Verify whether the function $f$ from $[0,2]$ to $\mathbb{R}$ defined by
$$f(x) =\begin{cases} x+x^2, & x\in[0,2]\cap\mathbb{Q} \\
x^2 + x^3, & x\in[0,2]\setminus\mathbb Q
\end{cases}$$
is not Riemann integrable.
I'll explain the solution given in my textbook.
It is clear that for the interval $[0,1]$, $x+x^2$ is the supremum of the given function and $x^2 + x^3$ is the infimum. In the interval $[1,2]$, it's the opposite.
All is good till this point.
Now we are directly trying to find the upper integral.
It is given that the upper integral $U(f)$ in the interval $[0,2]$ is equal to $\int_{0}^{1} x+x^2 \, dx + \int_{1}^{2} x^2+x^3 \, dx$. I don't understand this step. How come we can side-step many complications and straight away reduce an upper integral into a definite integral?
Consider the interval $I=[0,1]$. It seems that $U(f)$ in the interval $I$ is equal to $\int_{0}^{1} x+x^2 \, dx$, but I'm not sure why. I understand that $x+x^2$ is the supremum of the function in that interval, but I'm not able to make a logical connection to that. If the function wasn't piecewise, say if $f(x) = x+x^2$ in $[0,1]$, we wouldn't have directly converted the upper integral into a definite integral. Instead, we would have defined a partition, then found $M_r$ and $m_r$ in the interval, and then calculated $L(P,f)$ and $U(P,f)$, and finally found the upper and lower integrals. All those steps were skipped in this case.
A proper explanation will be of great help!
Best Answer
The crux of the issue lies in the phrase "for the interval $[0,1]$, $x+x^2$ is the supremum of the given function". You said that you understand this, but taken literally, this statement is complete nonsense. How, then, should we interpret this statement?
I would argue that the only meaningful interpretation is the following:
This is both correct and meaningful.
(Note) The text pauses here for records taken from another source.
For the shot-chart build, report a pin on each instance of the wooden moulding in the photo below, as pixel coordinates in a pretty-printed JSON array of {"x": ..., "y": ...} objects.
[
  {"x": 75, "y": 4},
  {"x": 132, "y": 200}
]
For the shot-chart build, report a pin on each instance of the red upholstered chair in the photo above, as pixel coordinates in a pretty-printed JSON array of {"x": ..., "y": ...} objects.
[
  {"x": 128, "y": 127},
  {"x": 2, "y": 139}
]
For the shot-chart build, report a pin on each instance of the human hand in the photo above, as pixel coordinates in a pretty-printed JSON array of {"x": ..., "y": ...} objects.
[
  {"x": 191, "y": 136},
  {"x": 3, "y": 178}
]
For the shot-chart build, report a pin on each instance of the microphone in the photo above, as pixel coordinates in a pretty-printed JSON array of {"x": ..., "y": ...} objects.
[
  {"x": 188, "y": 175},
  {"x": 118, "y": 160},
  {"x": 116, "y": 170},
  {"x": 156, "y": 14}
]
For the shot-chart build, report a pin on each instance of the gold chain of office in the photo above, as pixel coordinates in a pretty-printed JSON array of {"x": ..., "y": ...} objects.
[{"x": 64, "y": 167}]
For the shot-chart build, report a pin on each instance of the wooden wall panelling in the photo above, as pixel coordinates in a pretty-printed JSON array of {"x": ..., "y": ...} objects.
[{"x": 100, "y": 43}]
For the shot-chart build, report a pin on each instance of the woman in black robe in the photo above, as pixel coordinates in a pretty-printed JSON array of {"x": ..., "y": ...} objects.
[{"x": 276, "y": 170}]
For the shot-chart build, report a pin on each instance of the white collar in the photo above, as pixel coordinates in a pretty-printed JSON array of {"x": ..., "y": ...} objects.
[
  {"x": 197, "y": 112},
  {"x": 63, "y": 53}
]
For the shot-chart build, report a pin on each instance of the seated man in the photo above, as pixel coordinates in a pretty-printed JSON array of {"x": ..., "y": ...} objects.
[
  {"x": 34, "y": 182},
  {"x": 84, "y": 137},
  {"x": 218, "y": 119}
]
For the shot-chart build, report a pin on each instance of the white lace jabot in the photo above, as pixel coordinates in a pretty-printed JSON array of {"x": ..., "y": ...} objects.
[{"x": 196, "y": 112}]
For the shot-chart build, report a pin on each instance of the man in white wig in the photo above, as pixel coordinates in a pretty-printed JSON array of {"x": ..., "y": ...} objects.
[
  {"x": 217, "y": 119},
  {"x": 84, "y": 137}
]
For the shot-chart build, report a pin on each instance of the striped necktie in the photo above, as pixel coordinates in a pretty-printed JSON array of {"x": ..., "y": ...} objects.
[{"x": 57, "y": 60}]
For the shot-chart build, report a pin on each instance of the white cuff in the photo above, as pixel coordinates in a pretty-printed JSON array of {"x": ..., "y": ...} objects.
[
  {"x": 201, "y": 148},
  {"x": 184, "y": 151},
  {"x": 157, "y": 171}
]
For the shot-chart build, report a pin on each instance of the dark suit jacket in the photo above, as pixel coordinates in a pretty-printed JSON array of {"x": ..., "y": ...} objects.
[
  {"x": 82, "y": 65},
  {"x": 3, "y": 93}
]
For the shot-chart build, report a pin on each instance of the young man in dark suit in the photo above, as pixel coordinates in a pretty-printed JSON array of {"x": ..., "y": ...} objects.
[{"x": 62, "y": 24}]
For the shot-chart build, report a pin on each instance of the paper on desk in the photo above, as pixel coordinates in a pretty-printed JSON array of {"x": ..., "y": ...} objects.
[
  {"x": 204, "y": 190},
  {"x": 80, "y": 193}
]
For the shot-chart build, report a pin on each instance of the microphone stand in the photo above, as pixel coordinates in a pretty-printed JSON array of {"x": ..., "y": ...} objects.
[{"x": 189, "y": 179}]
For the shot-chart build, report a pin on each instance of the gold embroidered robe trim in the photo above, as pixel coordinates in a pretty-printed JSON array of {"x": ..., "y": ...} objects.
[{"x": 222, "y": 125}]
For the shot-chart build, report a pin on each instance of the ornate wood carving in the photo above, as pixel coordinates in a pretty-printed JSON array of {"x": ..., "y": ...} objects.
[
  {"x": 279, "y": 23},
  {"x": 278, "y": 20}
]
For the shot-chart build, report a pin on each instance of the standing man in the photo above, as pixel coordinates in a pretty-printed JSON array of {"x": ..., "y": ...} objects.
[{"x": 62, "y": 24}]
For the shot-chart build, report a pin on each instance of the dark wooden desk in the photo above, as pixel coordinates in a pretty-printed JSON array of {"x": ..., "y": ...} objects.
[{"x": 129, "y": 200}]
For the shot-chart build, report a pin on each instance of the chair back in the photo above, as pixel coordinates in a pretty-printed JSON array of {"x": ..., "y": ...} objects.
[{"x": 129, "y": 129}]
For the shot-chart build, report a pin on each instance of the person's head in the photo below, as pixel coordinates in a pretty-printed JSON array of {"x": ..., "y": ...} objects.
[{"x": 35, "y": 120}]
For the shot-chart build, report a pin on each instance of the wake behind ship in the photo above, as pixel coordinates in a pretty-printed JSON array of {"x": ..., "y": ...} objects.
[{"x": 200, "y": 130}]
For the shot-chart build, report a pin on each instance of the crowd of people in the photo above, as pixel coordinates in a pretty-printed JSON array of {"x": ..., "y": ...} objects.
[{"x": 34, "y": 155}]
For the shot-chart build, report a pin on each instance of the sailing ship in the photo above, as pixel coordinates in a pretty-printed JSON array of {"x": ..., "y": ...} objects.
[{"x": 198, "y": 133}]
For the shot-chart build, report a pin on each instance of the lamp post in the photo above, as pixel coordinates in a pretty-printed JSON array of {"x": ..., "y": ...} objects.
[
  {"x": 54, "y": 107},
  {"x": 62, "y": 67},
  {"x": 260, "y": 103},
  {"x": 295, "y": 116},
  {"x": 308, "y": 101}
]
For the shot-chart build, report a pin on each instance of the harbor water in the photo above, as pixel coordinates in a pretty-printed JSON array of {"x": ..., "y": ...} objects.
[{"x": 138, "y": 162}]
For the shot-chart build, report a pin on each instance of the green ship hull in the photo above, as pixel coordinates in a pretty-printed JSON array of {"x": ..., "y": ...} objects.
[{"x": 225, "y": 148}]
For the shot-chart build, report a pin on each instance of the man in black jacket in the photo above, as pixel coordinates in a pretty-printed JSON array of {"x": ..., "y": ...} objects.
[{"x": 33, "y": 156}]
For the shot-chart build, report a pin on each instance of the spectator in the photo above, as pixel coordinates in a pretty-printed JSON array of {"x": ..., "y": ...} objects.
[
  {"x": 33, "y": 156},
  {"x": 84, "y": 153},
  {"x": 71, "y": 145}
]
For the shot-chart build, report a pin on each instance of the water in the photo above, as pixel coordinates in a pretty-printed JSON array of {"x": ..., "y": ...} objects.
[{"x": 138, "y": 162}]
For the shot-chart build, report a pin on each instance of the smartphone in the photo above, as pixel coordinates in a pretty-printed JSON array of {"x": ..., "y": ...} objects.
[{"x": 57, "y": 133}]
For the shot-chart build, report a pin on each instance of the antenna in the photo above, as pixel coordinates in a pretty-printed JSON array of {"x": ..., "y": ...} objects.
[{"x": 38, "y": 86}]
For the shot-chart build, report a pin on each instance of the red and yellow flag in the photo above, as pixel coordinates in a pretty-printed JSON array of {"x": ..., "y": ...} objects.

It means that if we define $f_1(x) = x+x^2$, then $U(P,f) = U(P,f_1)$ for any partition $P$ of $[0,1]$ (you should prove this if you don't immediately see why it's true). This means that the upper integral $U(f)$ on $[0,1]$ is the same as $U(f_1)$ on $[0,1]$, and since $f_1$ is Riemann integrable on $[0,1]$, the upper integral of $f_1$ equals its integral $\int_0^1(x+x^2)\,dx$.
The rest of the problem is resolved in a similar fashion.